Reference Architecture · Platform Engineering

Platform Engineering IDP.

Internal Developer Platform with paved paths, golden templates, service catalogue, scorecards, self-service. Aligned to the CNCF Platform Engineering Maturity Model, Team Topologies, and DORA elite-performer criteria.

Platform Engineering IDP · reference architecture v1.0 · read the AI moat essay

What this architecture solves.

The shape that turns a tool stack into a platform. Paved paths absorb the substrate (CI, security, identity, observability, cost) so a developer’s job is to write business logic, not to integrate ten tools. Scorecards make posture visible without self-attestation. The substrate runs as a versioned product with consumers, owners and SLOs — not as a tool stack with a portal on top.

The four paved paths.

P1 · Microservice paved path

Default for new services.

Backstage Software Template scaffolds: repo with CI configured for SLSA L3, OIDC for cloud access, OpenTelemetry instrumentation, SLO definitions, default dashboards, on-call rotation linked. Zero to staging in <30 minutes.

P2 · Data job paved path

For dbt models, Airflow DAGs, Spark jobs.

Scaffold includes lineage emission (OpenLineage), data-quality tests (Soda / Great Expectations), contract definitions, Gold-zone landing convention. The team that owns the model owns the data product.

P3 · GenAI feature paved path

The Regulated GenAI platform as a template.

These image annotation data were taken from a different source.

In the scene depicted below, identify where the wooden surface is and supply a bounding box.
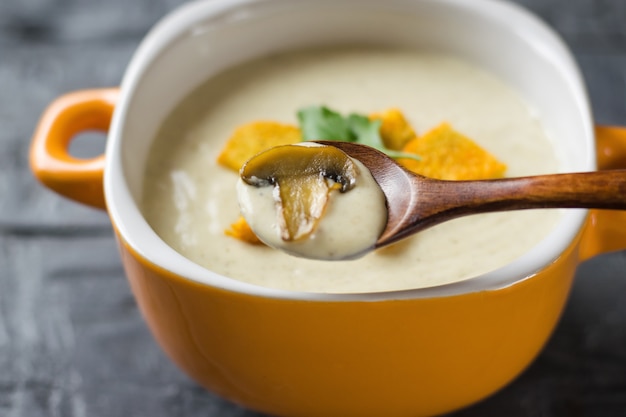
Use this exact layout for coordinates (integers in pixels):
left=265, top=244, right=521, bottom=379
left=0, top=0, right=626, bottom=417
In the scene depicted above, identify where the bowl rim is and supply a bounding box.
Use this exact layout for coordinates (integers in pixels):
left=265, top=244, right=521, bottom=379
left=104, top=0, right=595, bottom=302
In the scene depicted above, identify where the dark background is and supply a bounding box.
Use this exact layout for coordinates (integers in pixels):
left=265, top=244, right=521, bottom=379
left=0, top=0, right=626, bottom=417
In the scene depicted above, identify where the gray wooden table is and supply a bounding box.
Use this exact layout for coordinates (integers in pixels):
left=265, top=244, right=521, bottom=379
left=0, top=0, right=626, bottom=417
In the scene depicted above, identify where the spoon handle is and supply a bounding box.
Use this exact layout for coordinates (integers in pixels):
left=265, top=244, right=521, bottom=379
left=416, top=170, right=626, bottom=214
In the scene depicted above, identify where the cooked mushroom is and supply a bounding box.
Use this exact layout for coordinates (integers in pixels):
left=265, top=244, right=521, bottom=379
left=240, top=145, right=358, bottom=241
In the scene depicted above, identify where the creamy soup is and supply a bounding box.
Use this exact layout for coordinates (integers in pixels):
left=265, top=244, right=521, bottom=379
left=143, top=49, right=561, bottom=293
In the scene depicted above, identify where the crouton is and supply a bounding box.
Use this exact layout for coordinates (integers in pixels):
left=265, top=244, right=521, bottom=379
left=399, top=123, right=506, bottom=180
left=369, top=108, right=416, bottom=151
left=217, top=121, right=302, bottom=171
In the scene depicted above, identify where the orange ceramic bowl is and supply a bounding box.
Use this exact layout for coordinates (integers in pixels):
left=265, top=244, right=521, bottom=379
left=31, top=0, right=626, bottom=417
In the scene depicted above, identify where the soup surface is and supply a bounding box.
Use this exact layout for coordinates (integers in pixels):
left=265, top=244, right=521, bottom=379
left=142, top=49, right=561, bottom=293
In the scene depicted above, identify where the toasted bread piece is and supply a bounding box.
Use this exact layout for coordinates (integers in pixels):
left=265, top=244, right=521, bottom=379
left=399, top=123, right=506, bottom=180
left=217, top=121, right=302, bottom=172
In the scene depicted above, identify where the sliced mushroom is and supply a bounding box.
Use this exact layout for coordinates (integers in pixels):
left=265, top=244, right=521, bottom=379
left=240, top=145, right=358, bottom=241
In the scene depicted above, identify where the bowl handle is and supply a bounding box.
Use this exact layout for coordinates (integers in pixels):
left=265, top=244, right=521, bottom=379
left=30, top=88, right=119, bottom=209
left=579, top=126, right=626, bottom=260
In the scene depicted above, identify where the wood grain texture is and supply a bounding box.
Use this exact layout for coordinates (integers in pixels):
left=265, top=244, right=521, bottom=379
left=0, top=0, right=626, bottom=417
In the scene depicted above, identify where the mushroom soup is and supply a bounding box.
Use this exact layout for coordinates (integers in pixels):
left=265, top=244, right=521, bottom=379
left=142, top=49, right=561, bottom=293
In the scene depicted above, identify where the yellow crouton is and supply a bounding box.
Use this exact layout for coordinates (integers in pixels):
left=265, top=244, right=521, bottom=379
left=400, top=123, right=506, bottom=180
left=369, top=109, right=415, bottom=151
left=224, top=216, right=263, bottom=245
left=217, top=121, right=302, bottom=171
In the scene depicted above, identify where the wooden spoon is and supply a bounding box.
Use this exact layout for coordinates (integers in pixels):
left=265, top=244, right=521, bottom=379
left=316, top=141, right=626, bottom=248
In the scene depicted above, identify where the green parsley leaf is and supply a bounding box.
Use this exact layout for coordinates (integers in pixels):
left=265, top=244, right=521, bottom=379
left=298, top=106, right=420, bottom=160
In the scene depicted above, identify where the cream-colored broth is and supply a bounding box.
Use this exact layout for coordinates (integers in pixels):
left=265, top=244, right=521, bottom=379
left=143, top=49, right=560, bottom=293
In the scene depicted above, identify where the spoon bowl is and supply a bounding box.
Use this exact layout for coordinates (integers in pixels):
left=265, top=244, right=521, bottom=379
left=316, top=141, right=626, bottom=249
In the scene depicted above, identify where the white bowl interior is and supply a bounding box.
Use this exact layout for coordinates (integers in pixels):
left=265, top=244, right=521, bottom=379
left=105, top=0, right=595, bottom=299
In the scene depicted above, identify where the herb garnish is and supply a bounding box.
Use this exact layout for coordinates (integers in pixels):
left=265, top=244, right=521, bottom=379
left=298, top=106, right=421, bottom=161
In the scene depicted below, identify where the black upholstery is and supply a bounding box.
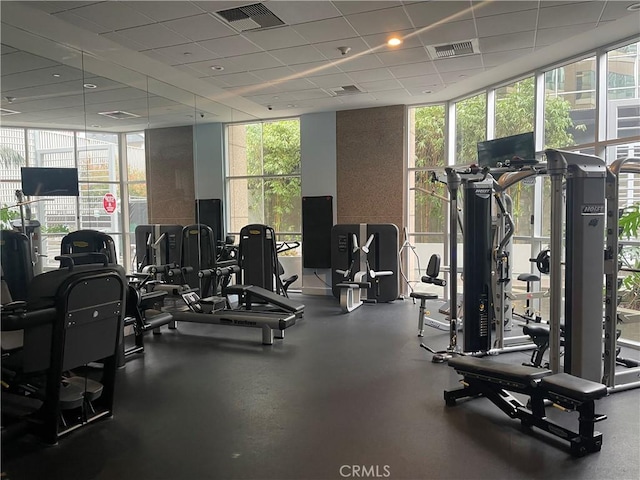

Scaffold integrates with the gateway, prompt registry, eval-gated deploy and audit-evidence pipeline of the Regulated GenAI Platform. New GenAI features inherit the nine controls by construction.

P4 · Batch job paved path

Scheduled, idempotent, observable.

Cron + retry + DLQ + OTel + SLO-bounded. The path most platform teams ignore because it’s unsexy — and most legacy ops debt accumulates against.

Self-service capabilities.

Every common provisioning need behind a portal action: DB instance, queue, secret, DNS record, TLS cert, namespace, IAM role, feature flag, sandbox AI key. Each provisioned by Terraform/Pulumi modules with policy-as-code embedded. Audit trail per action; no tickets.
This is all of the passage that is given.